Adam Powick

Independent Director

Before important meetings, Adam Powick writes down three words. Not a long list, just a quick check on how he wants to show up.  

For his first FSO board meeting, the words were ‘thoughtful, interested, contributing.’ The habit says a lot about Adam’s style. He leads with curiosity and purpose. 

Raised in Melbourne’s northeast, Adam was the eldest of four in what he calls a ‘roughandtumble’ part of town. He found a love for maths and science, studied aeronautical engineering at RMIT and even earned a glider’s licence. 

“I did a project on how cricket balls and golf balls move through the air,” he recalls. “It was complex maths, but fascinating.” 

Then he traded wings for code, joining Fujitsu to work on mainframe operating systems and early artificial intelligence (AI), back when it lived in labs and niche projects, not headlines. 

Those early years left a mark. Technology, he decided, only matters when it makes life and work better for people. 

From coder to CEO

In 1992 he joined Deloitte as a technology consultant. The next three decades spanned large-scale programs across government and industry and, eventually, the CEO’s office.  

He took on the CEO job in 2021, a time of lockdowns, hybrid work and a labour market in flux, and led the firm to become the largest consultancy by revenue in Australia.  

Ask him what he remembers most and he’ll tell you the memories are rich and vibrant and almost all centred on people. 

“It’s been about sharing experiences and achievements, overcoming obstacles and challenges, and having plenty of laughs and, sometimes, tears along the way with interesting people in many different teams and settings” he says. 

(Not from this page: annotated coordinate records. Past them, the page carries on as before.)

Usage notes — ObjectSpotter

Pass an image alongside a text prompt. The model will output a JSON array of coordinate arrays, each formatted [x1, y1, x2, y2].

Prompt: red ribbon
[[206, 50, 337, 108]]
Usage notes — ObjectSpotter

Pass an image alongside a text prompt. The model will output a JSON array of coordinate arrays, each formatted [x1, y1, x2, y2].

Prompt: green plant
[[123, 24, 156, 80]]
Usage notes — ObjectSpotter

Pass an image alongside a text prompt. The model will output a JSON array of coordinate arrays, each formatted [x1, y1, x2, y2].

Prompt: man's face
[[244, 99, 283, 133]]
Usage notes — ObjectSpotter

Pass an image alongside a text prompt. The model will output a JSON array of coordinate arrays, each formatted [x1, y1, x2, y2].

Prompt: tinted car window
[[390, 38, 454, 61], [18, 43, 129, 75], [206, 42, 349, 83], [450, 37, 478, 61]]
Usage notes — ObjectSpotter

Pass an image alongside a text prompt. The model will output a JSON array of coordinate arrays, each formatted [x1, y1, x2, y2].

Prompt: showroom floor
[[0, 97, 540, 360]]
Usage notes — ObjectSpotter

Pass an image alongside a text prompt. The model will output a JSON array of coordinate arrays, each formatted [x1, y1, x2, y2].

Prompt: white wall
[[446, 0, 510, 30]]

But his path wasn’t linear. He missed promotions. He didn’t make partner the first time, or the second. He learned to see setbacks as tuition fees for learning faster.  

And when things go wrong, two words steady him: grace and dignity. “You can learn a lot about someone’s character from how they handle failure,” he says. 

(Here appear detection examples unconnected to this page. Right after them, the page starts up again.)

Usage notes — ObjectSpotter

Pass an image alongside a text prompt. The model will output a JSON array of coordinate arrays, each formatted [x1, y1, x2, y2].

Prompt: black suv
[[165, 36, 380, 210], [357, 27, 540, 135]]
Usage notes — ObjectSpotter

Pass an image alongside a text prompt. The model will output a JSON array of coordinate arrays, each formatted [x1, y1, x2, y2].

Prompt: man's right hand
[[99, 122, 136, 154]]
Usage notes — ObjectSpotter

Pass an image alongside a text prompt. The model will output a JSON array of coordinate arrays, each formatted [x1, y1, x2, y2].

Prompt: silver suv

The joy of building things

When he finally stepped away from the CEO role, the noise stopped.  

No alarms at dawn. A diary with white space.  

In that quiet, he found something he’d missed: the joy of building things. 

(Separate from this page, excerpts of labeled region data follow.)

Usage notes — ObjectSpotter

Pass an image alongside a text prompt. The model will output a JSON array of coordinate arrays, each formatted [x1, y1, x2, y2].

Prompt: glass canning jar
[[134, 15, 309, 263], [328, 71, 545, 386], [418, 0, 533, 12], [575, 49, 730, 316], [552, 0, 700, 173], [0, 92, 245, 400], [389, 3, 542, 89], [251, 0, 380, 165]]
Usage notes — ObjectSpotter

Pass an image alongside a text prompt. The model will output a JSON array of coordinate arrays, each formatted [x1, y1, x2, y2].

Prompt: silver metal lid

“It’s been fun getting my rusty developer hands dirty again building AI apps and agents and staying abreast of the latest thinking and trends,” he says.  

True to form, his curiosity didn’t stop there. He also decided to formalise his governance knowledge and took the AICD Company Directors course which he says was both worthwhile and more work than he anticipated.  

“I am not sure this old mind is particularly well suited to sitting exams or delivering formal assignments, but I met some great people and learnt a lot along the way, even if there was barely one page on AI among over 800 pages of pre-reading.”  

A mission aligned with the future of skills

Global roles have shown Adam what coordinated ambition can achieve. Australia, he says, has great talent but can suffer from fragmentation: universities, TAFEs, governments and industry often moving in parallel, not together. 

“If we want to compete globally, we need to be a more technologically capable and savvy nation,” he says. “That doesn’t mean everyone becomes a software engineer. It means people applying technology in everyday life and work, including using AI with confidence. 

“Technology literacy needs to underpin the entire workforce,” Adam adds. “That means supporting industry and workers to adopt new tools and ensuring the training system keeps pace, which is exactly why I want to put time and energy into the work of FSO. 

“The goal isn’t only new technical skills; it’s building core generalist skills, such as communication, teamwork and problem-solving.”  

Which brings him back to those three words: thoughtful, interested, contributing. 

For Adam, they are more than a personal reminder. They reflect the mindset Australia’s workforce will need: curious, adaptable and ready to apply technology to solve real problems as the digital economy continues to evolve. 

3 quick-fire questions

What’s the best advice you’ve been given?  

Make time to think. If you don’t, you spend your days chasing tasks instead of working out what actually matters. 

A simple thing that makes you happy?  

My Maltese dogs. Taking them for a walk, or giving them a tummy rub, never fails to lift my mood. 

A book and a podcast that you’re reading or listening to currently? 

I’ve got three things on the go: a podcast exploring the 1982 sinking of the ARA General Belgrano during the Falklands War; Shane Warne’s autobiography; and an essay by Dario Amodei, CEO of Anthropic, titled ‘The Adolescence of Technology.’